The diversity work is never done
“Serving 1 million creators and also 1 billion users? We can’t do that without thinking outside the box,” Notermans told Fortune.
You can’t fall into complacency, she says. It’s important for long-term sustainability to reward inclusive leaders as both listeners, the company needs to have leaders who can manage diverse teams effectively.
“The work is never done,” Notermans said, “We can’t tick this box and move on. We want to see long-term, authentic change.”
Inclusion isn’t one person’s job
“We want to be a leader in this space,” Notermans says.
For Spotify taking action on workplace diversity has meant making bets around [inclusive projects] rather than setting specific quotas and for taking it beyond a human resources role.
“This isn’t one person’s job,” she said. The company has inclusion ambassadors across different areas of operation and holds summits and unconscious bias workshops.
All aspects of the business can benefit
While the company has been focused on hiring and retaining a more diverse workforce, Spotify’s leaders are also considering how algorithmic bias may affect their users and artists working with the company.
Notermans says, “The goal moving forward is to integrate [diversity and inclusion work] into all aspects of our business,” when it comes to functioning as an app, as a platform, and as a creative partner.

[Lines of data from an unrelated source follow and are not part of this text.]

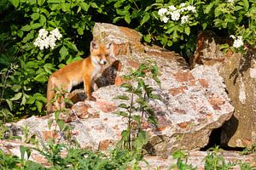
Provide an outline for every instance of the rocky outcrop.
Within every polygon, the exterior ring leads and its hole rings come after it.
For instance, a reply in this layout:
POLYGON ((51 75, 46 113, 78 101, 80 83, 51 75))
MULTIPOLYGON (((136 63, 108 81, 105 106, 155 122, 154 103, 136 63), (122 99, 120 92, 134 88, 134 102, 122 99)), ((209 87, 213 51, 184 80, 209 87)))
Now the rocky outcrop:
MULTIPOLYGON (((156 62, 160 69, 161 87, 150 79, 147 82, 162 99, 149 101, 158 126, 149 122, 143 125, 149 134, 146 146, 149 154, 167 157, 177 149, 199 150, 207 144, 212 129, 231 117, 234 108, 215 67, 201 65, 190 71, 181 56, 160 47, 142 44, 141 35, 128 28, 96 23, 93 36, 99 41, 113 43, 113 64, 97 79, 102 88, 93 93, 96 101, 78 102, 70 110, 70 115, 76 116, 69 121, 72 138, 80 147, 104 150, 120 139, 127 120, 114 114, 124 101, 113 98, 125 93, 119 86, 123 82, 121 76, 146 60, 156 62)), ((32 134, 43 140, 55 138, 65 142, 55 132, 56 124, 49 128, 48 120, 49 117, 32 116, 15 126, 27 126, 32 134)))
POLYGON ((221 144, 251 147, 256 144, 256 50, 248 49, 246 54, 223 54, 219 50, 223 42, 229 40, 212 32, 200 34, 191 65, 215 65, 235 107, 234 116, 222 128, 221 144))

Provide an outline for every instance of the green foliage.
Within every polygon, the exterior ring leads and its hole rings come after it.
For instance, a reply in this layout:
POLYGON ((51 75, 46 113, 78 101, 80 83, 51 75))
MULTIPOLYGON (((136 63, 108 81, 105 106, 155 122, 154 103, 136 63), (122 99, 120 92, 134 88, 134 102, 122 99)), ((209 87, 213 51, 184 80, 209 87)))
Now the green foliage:
POLYGON ((0 116, 7 121, 12 115, 15 118, 45 113, 49 76, 88 54, 95 21, 135 28, 143 33, 145 42, 189 57, 195 49, 196 35, 202 30, 212 30, 226 37, 242 37, 243 46, 230 46, 235 41, 230 39, 221 46, 224 52, 255 48, 255 14, 253 0, 1 1, 0 116), (165 14, 168 20, 164 22, 159 10, 172 5, 180 16, 172 20, 171 13, 165 14), (188 18, 182 20, 185 16, 188 18), (40 29, 50 31, 55 28, 60 30, 62 37, 54 48, 40 49, 34 46, 40 29))
POLYGON ((205 157, 206 170, 232 169, 235 164, 230 162, 227 163, 224 157, 218 155, 218 146, 208 150, 207 156, 205 157))
POLYGON ((147 61, 140 65, 136 71, 131 71, 129 75, 123 76, 127 82, 121 85, 125 92, 131 94, 116 96, 115 99, 121 99, 125 103, 121 103, 119 107, 121 109, 116 114, 128 119, 127 129, 122 132, 122 139, 119 145, 122 149, 136 150, 138 155, 142 153, 143 147, 148 141, 148 133, 143 130, 144 122, 157 124, 156 118, 148 102, 149 99, 160 99, 160 96, 154 94, 154 89, 145 82, 147 79, 153 79, 160 86, 158 79, 158 67, 155 63, 147 61), (135 82, 136 85, 134 84, 135 82), (127 104, 127 102, 129 104, 127 104), (141 115, 135 114, 139 112, 141 115))
POLYGON ((172 157, 177 159, 176 165, 172 165, 169 167, 169 169, 176 169, 178 170, 195 170, 195 167, 193 167, 192 165, 188 165, 188 152, 183 150, 177 150, 172 153, 172 157))

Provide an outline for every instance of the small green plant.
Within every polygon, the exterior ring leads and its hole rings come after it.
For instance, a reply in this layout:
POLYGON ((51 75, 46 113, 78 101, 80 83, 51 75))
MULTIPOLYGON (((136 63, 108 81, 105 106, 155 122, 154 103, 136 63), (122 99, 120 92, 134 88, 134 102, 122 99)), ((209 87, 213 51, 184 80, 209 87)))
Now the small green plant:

Spotify employees are pitching playlists for cultural and political events like Pride, Women’s History Month, and Black History Month. Notermans noted that many ideas come out of the company’s employee resource groups, which have grown from [six to 13.
“I just see people become better when they work in diverse teams,” she said. “That intersection of different is what’s driving growth and that’s going to serve every business well.”